Nul doute que l’aspect économique est central dans cette question de la qualité de vie au travail, le rapport Bien-être et efficacité au travail (Henri Lachman, Christian Larose, Muriel Pénicaud) rappelant cet enjeu. Malheureusement, on présente trop souvent un niveau général d’impact assez loin de la complexe réalité des préoccupations d’un chef d’entreprise : 20 à 50 milliards d’euros par an, entre 50 et 60 % des journées de travail perdues sont liées au stress en Europe. Le coût estimé du stress en France serait entre 830 et 1656 millions d’euros (INRS, 2000). Or, investir dans la qualité de vie au travail, ce n’est pas seulement produire un diagnostic des risques psychosociaux, un plan « anti-stress » ou des formations « gestion des risques psychosociaux ». Nous défendons l’idée selon laquelle l’amélioration continue de la qualité de vie au travail assure la rentabilité et la pérennité de l’entreprise. Cette réflexion doit être menée au cœur du « projet entreprise », avec en main les informations présentes et les indicateurs économiques permettant d’identifier le coût macro-économique du « mal-être » au travail. Il s’agit réellement « d’investir dans la qualité de vie au travail ».

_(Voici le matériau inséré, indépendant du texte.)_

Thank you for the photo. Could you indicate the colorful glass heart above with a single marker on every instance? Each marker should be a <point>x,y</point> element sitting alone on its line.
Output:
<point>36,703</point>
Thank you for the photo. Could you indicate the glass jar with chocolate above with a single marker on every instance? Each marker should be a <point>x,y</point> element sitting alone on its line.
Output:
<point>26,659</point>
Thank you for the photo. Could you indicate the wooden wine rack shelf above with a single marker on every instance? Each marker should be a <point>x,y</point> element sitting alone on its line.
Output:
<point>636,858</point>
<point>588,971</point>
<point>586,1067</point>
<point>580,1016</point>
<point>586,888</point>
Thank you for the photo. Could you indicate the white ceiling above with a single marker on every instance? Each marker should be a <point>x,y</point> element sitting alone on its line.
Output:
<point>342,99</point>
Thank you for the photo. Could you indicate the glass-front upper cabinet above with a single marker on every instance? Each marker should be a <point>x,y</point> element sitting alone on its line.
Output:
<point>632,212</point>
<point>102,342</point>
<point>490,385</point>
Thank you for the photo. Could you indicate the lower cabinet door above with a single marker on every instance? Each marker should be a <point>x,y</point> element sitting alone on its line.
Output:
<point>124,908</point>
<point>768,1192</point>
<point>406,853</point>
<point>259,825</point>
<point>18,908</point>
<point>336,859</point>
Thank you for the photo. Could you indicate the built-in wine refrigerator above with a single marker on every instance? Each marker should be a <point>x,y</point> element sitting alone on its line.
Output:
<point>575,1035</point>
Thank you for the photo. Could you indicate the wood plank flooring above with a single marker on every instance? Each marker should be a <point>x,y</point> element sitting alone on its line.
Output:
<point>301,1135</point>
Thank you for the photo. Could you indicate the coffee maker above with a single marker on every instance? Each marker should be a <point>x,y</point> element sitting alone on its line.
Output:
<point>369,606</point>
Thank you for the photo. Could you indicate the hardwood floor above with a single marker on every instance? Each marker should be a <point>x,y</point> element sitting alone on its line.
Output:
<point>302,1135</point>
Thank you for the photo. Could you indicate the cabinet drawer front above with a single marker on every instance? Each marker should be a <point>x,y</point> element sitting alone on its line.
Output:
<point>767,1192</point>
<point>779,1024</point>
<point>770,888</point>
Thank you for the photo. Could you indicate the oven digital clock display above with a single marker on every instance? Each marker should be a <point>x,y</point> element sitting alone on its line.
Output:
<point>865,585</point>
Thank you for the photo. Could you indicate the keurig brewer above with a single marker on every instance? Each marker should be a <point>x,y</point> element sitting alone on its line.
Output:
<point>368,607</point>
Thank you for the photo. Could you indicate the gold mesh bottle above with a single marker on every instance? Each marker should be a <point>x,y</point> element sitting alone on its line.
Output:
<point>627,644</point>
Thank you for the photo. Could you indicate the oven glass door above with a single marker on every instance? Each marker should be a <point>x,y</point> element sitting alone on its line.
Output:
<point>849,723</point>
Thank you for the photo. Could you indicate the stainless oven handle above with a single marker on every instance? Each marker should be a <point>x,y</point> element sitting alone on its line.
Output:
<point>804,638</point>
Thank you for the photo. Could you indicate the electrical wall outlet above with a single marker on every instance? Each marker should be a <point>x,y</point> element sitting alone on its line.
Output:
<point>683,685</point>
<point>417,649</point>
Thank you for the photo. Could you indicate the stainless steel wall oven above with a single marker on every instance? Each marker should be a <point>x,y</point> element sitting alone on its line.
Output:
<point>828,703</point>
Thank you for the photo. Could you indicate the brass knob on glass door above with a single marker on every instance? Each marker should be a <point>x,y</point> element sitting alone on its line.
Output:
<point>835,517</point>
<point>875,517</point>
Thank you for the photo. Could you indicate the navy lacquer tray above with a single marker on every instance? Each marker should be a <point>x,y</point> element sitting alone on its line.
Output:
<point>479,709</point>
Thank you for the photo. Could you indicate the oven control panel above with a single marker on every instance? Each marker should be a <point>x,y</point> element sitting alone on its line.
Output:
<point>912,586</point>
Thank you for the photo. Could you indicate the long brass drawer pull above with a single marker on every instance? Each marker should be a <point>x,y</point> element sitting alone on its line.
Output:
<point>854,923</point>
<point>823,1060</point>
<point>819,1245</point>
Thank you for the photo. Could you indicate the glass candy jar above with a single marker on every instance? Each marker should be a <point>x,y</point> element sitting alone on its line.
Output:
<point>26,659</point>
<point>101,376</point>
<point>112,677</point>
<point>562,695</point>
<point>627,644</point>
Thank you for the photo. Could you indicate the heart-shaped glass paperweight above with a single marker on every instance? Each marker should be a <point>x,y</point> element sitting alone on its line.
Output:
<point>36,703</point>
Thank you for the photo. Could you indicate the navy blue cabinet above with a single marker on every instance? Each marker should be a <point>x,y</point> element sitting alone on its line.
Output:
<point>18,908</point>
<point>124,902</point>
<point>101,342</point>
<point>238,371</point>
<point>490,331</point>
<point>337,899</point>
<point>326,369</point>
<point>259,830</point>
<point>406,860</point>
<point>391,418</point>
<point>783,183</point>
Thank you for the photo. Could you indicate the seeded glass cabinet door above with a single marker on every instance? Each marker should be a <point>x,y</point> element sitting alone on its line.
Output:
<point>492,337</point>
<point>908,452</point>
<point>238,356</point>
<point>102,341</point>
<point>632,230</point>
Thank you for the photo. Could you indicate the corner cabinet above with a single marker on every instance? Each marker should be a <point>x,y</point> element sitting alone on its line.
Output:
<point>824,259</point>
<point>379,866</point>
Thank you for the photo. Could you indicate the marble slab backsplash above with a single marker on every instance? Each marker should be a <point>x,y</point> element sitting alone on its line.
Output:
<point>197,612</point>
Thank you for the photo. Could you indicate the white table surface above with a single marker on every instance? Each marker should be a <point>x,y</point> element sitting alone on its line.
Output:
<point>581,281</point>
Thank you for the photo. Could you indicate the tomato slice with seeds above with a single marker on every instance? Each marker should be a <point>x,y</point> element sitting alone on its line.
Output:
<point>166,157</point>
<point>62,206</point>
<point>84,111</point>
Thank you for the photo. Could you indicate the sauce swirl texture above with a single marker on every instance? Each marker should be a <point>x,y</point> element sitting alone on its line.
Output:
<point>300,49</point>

« Les deux choses les plus importantes n’apparaissent pas au bilan de l’entreprise : sa réputation et ses hommes », affirmait Henry Ford. Portons la conviction que le « bien-être au travail » n’est pas à opposer à la réussite d’une entreprise, il en est une des sources. Mener ce projet avec cohérence, c’est enquêter auprès de tous les acteurs d’une entreprise, être au plus près de la réalité de chacun, souligner les sources de bien-être et de satisfaction pour l’homme au travail. C’est à dire animer le co-développement durable de l’homme et de l’entreprise.